Former 'mad dog' Muammar Qadhafi is taking Libya in a surprising new direction

By Thomas Omestad
Posted 5/30/04
Page 3 of 7

The administration is taking a cautious approach to peeling off the remaining sanctions and upgrading diplomatic ties. The goal is to leverage Libya's thirst for American technology and investment into further concessions. Washington wants Tripoli to improve its woeful human rights behavior, sever any remaining contacts with terrorist groups, and "quit mucking around in Africa," says a senior official.

The "Libyan model" has been a godsend for the administration. Bush misses few opportunities to portray Libya as a dividend from toppling Saddam Hussein, though in fact Libyan envoys had been signaling a possible change of course for several years. Still, diplomats in Tripoli believe that Qadhafi and his minions were indeed fearful of being next in Bush's gun sights. Just five days before Libya announced its disarmament, Saddam was captured by U.S. troops.
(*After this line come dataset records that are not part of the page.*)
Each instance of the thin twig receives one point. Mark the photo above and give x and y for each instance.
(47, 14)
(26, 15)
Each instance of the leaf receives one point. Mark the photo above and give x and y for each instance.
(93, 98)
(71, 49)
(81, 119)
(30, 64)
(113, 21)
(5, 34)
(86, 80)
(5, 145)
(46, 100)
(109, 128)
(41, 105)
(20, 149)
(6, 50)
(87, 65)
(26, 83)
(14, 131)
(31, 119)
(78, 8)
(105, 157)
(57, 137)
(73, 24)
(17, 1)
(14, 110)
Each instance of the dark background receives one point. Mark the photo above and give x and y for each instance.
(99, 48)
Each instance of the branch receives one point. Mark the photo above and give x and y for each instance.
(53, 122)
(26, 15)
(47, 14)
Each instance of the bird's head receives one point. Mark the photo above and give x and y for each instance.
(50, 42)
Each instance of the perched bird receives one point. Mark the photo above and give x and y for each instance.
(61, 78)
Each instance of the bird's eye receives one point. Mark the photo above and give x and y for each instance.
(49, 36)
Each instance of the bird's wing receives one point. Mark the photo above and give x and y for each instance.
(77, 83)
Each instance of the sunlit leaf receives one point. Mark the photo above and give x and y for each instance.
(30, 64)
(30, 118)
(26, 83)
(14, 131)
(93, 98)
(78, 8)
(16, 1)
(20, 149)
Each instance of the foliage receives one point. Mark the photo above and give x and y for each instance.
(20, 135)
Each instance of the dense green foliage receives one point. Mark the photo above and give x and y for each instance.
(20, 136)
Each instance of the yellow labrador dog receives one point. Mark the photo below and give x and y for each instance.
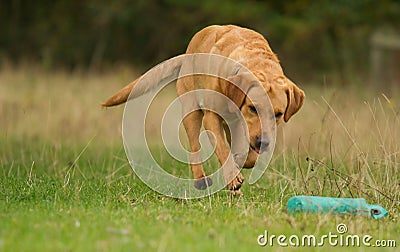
(251, 49)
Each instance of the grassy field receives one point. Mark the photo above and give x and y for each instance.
(65, 183)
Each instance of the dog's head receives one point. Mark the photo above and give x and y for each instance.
(285, 97)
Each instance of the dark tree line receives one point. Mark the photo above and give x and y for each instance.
(324, 35)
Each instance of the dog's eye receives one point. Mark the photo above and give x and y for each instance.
(253, 109)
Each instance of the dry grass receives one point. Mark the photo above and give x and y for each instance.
(343, 142)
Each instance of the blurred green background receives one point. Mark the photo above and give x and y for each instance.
(313, 39)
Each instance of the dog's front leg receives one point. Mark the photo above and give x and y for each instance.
(233, 177)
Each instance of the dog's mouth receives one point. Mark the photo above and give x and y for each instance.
(257, 150)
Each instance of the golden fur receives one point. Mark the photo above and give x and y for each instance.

By then, the secret talks in London were already nearing a conclusion, but Saddam's capture may have helped close the deal. Says Rosemary Hollis, head of Middle East studies at the Royal Institute of International Affairs in London, "There's a psychological impact of seeing Saddam in a hole." Qadhafi, it seems, would rather play the role of a leader feted at European Union headquarters in Brussels, as he was recently, than a fugitive pulled from a hole in Surt, his desert abode.

With Bush known best for waging war in Afghanistan and Iraq, Libya offers a counterexample of peaceful disarmament and voluntary moderation--even if it means the survival of the Qadhafi regime. U.S. officials assume that Iran, Syria, and North Korea are watching closely. "It's very important that we get this right," says one senior U.S. adviser. "It's a demonstration that anyone who surrenders weapons of mass destruction will be rewarded and rewarded well."

Dawn of a 'new era'

Libya's shift represents, above all, a triumph of pragmatism: Qadhafi's transformation from an eccentric and lethal revolutionary to a more familiar type of Arab autocrat concerned with easing economic discontent and passing on his rule to kin. His journey to this remarkable point has been paved with disappointments: He offered himself as a pan-Arab leader, only to be ridiculed by his compatriots; he portrayed himself as leader of a united Africa, but the Africans took his oil money and not his ideas. As he persisted in hard-line support of militants, the militants themselves made peace--or at least tried to. The Palestine Liberation Organization negotiated with Israel, the Irish Republican Army with Britain, and the African National Congress with its apartheid-era oppressors in South Africa. Qadhafi cohorts like Yasser Arafat, Gerry Adams, and Nelson Mandela were welcomed to the White House. For its stubborn defiance, Libya's isolation grew and its economy sagged.

On March 2, Qadhafi gave what amounts to a coming-out announcement for his "new era." He declared before his General People's Congress that "the world has changed" and Libya must adapt to "the new realities." He admitted that "it is Libya that isolated itself for the sake of others," and he asked whether Libya should persist in being "more Palestinian than the Palestinians" or "more Irish than the Irish." He said Libya's quest for chemical and nuclear weapons had brought "danger," not security. Says Oliver Miles, a former British ambassador to Libya, "I put it down to a kind of growing-up process. I think he decided that many of the causes he supported were just hot air."